Hackers demand R1.7 million from StatsSA

A cyber crime group infiltrated one of Statistics South Africa’s (StatsSA) databases and stole 154 GB of data. A total of 453,362 data files were stolen.

The cyber crime group called XP95 is now demanding a ransom of $100 000 (or R1.7 million) from StatsSA or the stolen data will be leaked to the public. The institution apparently has until April 20 to make the payment.

However, StatsSA has no intention of paying the ransom.

Semakaleng Thulare, acting deputy director-general of statistical support and informatics at the institution, told Maroela Media on Monday that StatsSA is regulated by the Public Financial Management Act.

“We are therefore limited by legislation to, for example, pay a ransom.”

StatsSA is indeed aware of a cyber security breach, Thulare confirmed on Monday.

According to Thulare, only one database – the agency’s human resources database – was affected by the cyber security breach.

“The system that was infiltrated was exclusively the human resources system available for job seekers to apply online,” Thulare explained. “The Office for National Statistics is part of a wider government response to cases relating to cyber security breaches.”

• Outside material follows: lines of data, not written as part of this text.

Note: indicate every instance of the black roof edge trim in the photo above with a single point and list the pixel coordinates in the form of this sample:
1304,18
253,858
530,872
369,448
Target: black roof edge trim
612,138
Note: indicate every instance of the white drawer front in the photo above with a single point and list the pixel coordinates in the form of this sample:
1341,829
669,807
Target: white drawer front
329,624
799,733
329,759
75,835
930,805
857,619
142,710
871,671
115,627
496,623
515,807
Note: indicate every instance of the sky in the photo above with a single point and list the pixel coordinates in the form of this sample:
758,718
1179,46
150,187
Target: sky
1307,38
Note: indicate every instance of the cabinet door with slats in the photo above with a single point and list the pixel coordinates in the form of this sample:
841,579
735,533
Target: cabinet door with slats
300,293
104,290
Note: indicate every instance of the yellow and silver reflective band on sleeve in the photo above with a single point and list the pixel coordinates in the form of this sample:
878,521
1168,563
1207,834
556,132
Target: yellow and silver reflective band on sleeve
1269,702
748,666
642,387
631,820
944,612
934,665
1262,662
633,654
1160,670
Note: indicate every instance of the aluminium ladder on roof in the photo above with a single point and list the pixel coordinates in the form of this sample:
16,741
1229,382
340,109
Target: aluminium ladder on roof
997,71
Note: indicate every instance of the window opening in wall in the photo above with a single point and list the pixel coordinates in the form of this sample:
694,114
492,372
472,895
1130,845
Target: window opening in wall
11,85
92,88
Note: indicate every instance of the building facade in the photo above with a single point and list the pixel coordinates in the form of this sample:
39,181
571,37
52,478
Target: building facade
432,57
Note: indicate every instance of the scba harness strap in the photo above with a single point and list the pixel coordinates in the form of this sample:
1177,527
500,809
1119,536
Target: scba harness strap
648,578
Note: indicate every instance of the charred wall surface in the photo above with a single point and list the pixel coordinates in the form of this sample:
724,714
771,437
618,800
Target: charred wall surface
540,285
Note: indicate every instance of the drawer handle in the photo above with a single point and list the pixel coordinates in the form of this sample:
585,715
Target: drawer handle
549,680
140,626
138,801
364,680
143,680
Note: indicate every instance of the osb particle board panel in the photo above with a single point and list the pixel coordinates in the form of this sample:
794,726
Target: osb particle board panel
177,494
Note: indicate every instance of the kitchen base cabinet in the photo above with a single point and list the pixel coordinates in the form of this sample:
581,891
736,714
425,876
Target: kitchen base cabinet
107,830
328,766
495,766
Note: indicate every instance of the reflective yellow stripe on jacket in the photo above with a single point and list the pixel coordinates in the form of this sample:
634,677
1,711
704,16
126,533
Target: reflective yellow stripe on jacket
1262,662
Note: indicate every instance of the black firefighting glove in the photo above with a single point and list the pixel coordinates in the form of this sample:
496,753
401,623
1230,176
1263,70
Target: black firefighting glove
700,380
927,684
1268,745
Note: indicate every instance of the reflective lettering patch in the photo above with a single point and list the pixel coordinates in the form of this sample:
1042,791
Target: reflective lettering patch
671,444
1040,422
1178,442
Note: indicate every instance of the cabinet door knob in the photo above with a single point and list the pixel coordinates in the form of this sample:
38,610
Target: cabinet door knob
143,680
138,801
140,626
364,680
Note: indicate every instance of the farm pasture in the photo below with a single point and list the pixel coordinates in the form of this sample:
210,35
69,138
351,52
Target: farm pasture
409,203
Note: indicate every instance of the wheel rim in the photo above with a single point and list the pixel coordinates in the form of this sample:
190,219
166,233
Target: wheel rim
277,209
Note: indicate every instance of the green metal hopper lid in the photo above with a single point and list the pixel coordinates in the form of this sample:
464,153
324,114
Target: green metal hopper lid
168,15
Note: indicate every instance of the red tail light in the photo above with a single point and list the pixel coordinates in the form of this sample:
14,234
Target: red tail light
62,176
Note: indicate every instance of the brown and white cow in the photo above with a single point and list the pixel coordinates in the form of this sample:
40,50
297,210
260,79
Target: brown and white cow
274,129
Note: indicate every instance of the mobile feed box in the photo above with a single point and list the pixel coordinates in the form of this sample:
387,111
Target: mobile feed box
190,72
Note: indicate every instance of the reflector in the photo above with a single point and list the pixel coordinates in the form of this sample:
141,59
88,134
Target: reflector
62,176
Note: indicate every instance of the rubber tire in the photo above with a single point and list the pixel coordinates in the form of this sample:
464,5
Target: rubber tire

Thulare says StatsSA will therefore notify the information regulator and be guided through their processes.

This is the second time this month that the XP95 cybercrime group has targeted a government entity.

The group also infiltrated the Gauteng provincial government’s systems earlier this month. The group then stole 3.8 TB of people’s personal data on the provincial government’s servers and offered it for sale at R400 000.

However, VECERT Analyzer, a cyber threat intelligence platform, says the latest attack compromises the integrity of the country’s central database of census, economic and social indicators.